The sun was rising. It was a cold, dull September sun, and it shone with a pale light upon the flat desolate country, and upon the cart which crawled slowly along the muddy highroad. The clouds were gathering like a thick veil, and the day became more and more dull as the clouds grew heavier.
The soft, mild autumn wind sighed across the plain, and at times a gust shook the canvas awning of the cart.
The horses made their way slowly along the broad neglected road, beneath the leafless dripping trees, and past mist-enshrouded pools and poor villages, which looked doubly miserable on this miserable day. In many places the road was axle-deep in mud, so that the cart stuck fast. Simon and the three women had to dismount and push, in order to get it under way again. Miriam was certainly the weakest of the party, but she worked the hardest. She only roused herself at these times. Generally she sat with closed eyes, as if asleep.

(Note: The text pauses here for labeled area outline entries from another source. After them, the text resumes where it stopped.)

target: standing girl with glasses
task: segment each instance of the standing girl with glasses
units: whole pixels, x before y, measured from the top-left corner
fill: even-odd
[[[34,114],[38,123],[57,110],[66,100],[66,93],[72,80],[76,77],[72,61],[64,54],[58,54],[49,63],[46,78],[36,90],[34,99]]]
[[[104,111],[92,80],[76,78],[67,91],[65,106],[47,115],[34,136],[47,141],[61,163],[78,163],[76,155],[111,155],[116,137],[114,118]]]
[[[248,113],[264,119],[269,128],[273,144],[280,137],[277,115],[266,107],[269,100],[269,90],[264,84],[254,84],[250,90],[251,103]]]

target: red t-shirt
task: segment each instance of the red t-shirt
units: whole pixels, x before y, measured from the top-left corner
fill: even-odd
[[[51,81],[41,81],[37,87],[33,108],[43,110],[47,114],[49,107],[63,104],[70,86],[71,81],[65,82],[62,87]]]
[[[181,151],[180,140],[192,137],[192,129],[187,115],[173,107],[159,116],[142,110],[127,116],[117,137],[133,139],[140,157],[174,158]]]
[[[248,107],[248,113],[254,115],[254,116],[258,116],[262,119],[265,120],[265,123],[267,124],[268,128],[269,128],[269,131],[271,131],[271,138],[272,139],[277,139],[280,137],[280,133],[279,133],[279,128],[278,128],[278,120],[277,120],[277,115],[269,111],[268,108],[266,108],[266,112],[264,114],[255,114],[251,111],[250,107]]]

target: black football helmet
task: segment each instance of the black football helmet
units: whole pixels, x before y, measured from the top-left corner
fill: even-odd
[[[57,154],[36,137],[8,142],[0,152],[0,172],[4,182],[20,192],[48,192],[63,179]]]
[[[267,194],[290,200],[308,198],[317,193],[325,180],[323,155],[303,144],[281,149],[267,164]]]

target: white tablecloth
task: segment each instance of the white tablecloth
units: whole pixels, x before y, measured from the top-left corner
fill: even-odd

She went through terrible suffering. Her eyes were shut, but vivid pictures were continually before them. She thought she saw her child stretching out her little arms toward her. Some one seemed to bend over the little girl. Was it the gravedigger's wife? No, it was not she, it was a white-robed figure, with a pale bloodless countenance, like the Angel of Death....
Another moment she imagined she was in the presence of the great rabbi of Sadagóra. He looked stern and hard, but she entreated him earnestly, as only a mother can entreat, for the life of her child, and he drove her away with cruel words. She thought she came back and found her child dead!... And again she pictured to herself that he received her kindly, saying, "Your child shall live," and she came home and found Lea dead ... dead!...
It was frightful!... The mild autumn wind still blew across the heath; but was it only the plaintive sound of the wind that reached her ears? When it blew a little stronger she thought it sounded like Lea's voice, crying, "Mother!... Mother!..."
"Did you hear anything?" cried Miriam wildly, seizing the hand of the woman nearest her....
At about two o'clock in the afternoon the cart stopped at a large, lonely tavern by the roadside, between Thuste and Zalesczyki. The horses were to rest here before proceeding farther. A well-appointed traveling carriage, out of which the horses had been taken, stood at the door, bespattered with mud as though from a long journey.
"Miriam, we are to stop here for two hours," said the carrier.
The women added compassionately, "Come, Miriam, get out. You will be ill if you don't eat some warm food."